This Hootsuite content: How Companies Will Use Social Media in 2017, has been written to induce you to use the company’s social media management services. I’ll stand aside from the sales message within the article, and encourage you to read it for observations about social media marketing trends.
There’s nothing too revolutionary here — we all know that the freewheeling early days when you could win traffic and following by building “likes” on your Facebook pages are gone; because free access to commercial sites have been throttled. This means businesses need to pay for advertising (including natural-looking “native” advertisements), though you can also induce traffic through employee and client referrals. (The erosion of natural rather than induced or paid social media reach has been described as the “Reachpocalypse” in this Convince&Convert article.)
Hootsuite writer Ryan Holmes notes the importance of employee engagement in social media:
Unleash the social media army on your payroll
Paid ads offer a surefire way to reach a desired audience on social media—for a price. But there’s another critical and generally overlooked route to getting the message out that comes with no extra cost: your own employees.
Employee advocacy—inviting coworkers to share brand messages on their own social media accounts—can have a range of benefits. For starters, you expand your reach, often exponentially in the case of large companies. Plus, because messages are being shared from personal accounts (rather than the company’s), they generally reach a higher percentage of followers. Not to mention that content shared by employees reportedly gets eight times more engagement, on average, than content shared by brand channels—and is re-shared 25 times more frequently.

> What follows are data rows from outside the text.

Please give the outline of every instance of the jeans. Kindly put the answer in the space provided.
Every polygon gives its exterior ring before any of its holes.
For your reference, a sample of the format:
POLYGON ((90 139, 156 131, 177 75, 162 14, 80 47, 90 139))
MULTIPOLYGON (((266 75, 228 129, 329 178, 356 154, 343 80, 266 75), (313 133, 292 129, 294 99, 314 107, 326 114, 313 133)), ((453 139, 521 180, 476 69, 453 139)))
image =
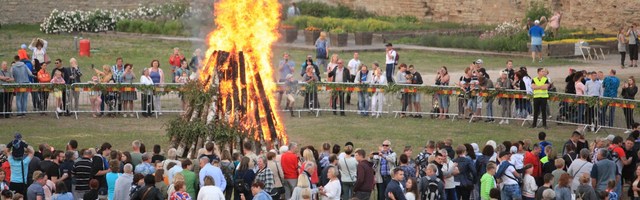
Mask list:
POLYGON ((444 189, 444 197, 447 200, 457 200, 458 194, 456 192, 456 188, 444 189))
POLYGON ((284 179, 284 199, 291 199, 291 192, 298 185, 298 179, 284 179))
POLYGON ((624 59, 627 57, 627 52, 620 52, 620 66, 624 66, 624 59))
POLYGON ((584 123, 584 110, 585 110, 585 105, 584 104, 578 104, 578 113, 576 115, 578 115, 578 121, 577 123, 584 123))
POLYGON ((469 98, 469 100, 467 101, 467 108, 471 109, 471 112, 475 112, 477 107, 478 107, 477 97, 469 98))
POLYGON ((522 192, 520 192, 520 186, 505 185, 500 191, 500 200, 522 199, 522 192))
POLYGON ((410 93, 402 93, 402 114, 406 114, 407 107, 411 104, 411 94, 410 93))
POLYGON ((16 107, 20 115, 24 115, 27 112, 27 95, 28 93, 26 92, 16 92, 16 107))
POLYGON ((371 192, 356 192, 355 197, 358 200, 369 200, 371 198, 371 192))
POLYGON ((498 102, 502 106, 502 117, 511 117, 511 99, 499 99, 498 102))
POLYGON ((0 116, 9 118, 11 116, 11 99, 13 93, 11 92, 0 92, 0 116))
POLYGON ((378 199, 385 199, 385 192, 387 191, 387 185, 389 185, 389 182, 391 181, 391 176, 390 175, 384 175, 382 176, 382 183, 376 183, 376 187, 378 188, 378 199), (382 191, 382 192, 380 192, 382 191))
MULTIPOLYGON (((356 75, 349 76, 349 83, 353 83, 356 80, 356 75)), ((351 104, 351 92, 347 92, 347 104, 351 104)))
POLYGON ((351 199, 354 182, 342 182, 342 199, 351 199))
POLYGON ((607 105, 602 106, 602 110, 600 111, 600 125, 607 125, 613 127, 613 120, 615 120, 616 108, 610 107, 607 105), (607 109, 609 109, 609 113, 607 113, 607 109), (608 120, 608 122, 607 122, 608 120))
MULTIPOLYGON (((80 101, 80 92, 76 92, 76 91, 71 91, 69 92, 69 94, 71 95, 71 99, 73 99, 73 110, 74 111, 78 111, 78 104, 80 101)), ((67 102, 69 102, 70 99, 67 99, 67 102)), ((66 106, 66 105, 65 105, 66 106)), ((71 105, 69 105, 68 107, 71 107, 71 105)), ((67 107, 67 110, 71 110, 67 107)))
POLYGON ((371 102, 371 100, 369 99, 369 93, 366 91, 362 91, 362 92, 358 92, 358 111, 360 111, 360 114, 362 116, 367 116, 369 115, 369 102, 371 102))
MULTIPOLYGON (((40 111, 46 111, 48 109, 48 105, 49 105, 49 92, 40 92, 40 102, 39 102, 39 106, 40 106, 40 111)), ((58 105, 56 104, 56 108, 58 107, 58 105)))
POLYGON ((340 103, 340 115, 344 115, 344 92, 342 91, 338 91, 336 92, 335 96, 332 98, 333 99, 333 114, 336 114, 336 109, 337 109, 337 105, 336 105, 336 101, 339 101, 340 103))
POLYGON ((623 108, 622 110, 624 112, 624 121, 626 122, 627 129, 633 128, 633 123, 635 123, 635 121, 633 120, 633 109, 623 108))
POLYGON ((471 199, 471 192, 473 191, 472 186, 456 186, 456 193, 458 193, 458 199, 468 200, 471 199))
POLYGON ((40 103, 40 92, 31 92, 31 104, 34 111, 42 111, 42 104, 40 103))
POLYGON ((382 109, 384 108, 384 100, 384 93, 373 93, 373 97, 371 98, 371 111, 374 114, 380 115, 382 109))
POLYGON ((536 127, 540 114, 542 114, 542 126, 547 127, 547 98, 533 99, 533 123, 531 127, 536 127))
POLYGON ((395 65, 392 64, 387 64, 385 72, 387 73, 387 82, 388 83, 393 83, 393 71, 395 70, 395 65))
POLYGON ((487 102, 487 116, 489 116, 489 119, 493 119, 493 99, 487 102))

But there’s a right way and a wrong way to encourage employee sharing. It should never be obligatory, for starters. Employees have to actually want to share company news, and it needs to be relevant to their own followings.
(He wants you to use Hootsuite’s systems to manage these relationships.)
The argument for social media paid advertising, of course, is its ability to be exceptionally well-targeted. And at present, relatively speaking (gulp, since our business sells advertising as its primary revenue source, so it is awkward speaking of any competitive media), is quite inexpensive — if you have a targeted audience, message, and a solid “native” advertising design.
Another relatively inexpensive approach to drawing traffic includes systems where you autofeed links to your content to social media. We do this through our regional construction publication sites, where individual articles are autoposted to Twitter and Facebook.
The “throttling” means that few people read these articles except individuals and organizations directly interested in the topic, but that is where it gets interesting. If these businesses and individuals decide the stories are worthy of republishing, they hit “send” and there is a surge of visitors and views — sometimes massive. In other words, our readers leverage our audience through social media. If we aren’t paying for this publicity, we cannot directly control when and how this happens, much as you cannot control the conventional media through publicity strategies unless you pay for the advertising. But it is deadly effective and absolutely inexpensive.
Do you need Hootsuite or other social media leveraging services to manage the process? I’ll stand aside here as I haven’t used these tools recently and, simply by setting our systems to autopost relevant content, without artificial traffic priming or paid advertising, we are seeing an exponential surge in relevant social media traffic.
However, I suppose the analogy could be: “Is it wise to hire a public relations or communications specialist to help your business?” and the answer generally is “yes”. So I’ll give in to the company’s sales pitch here.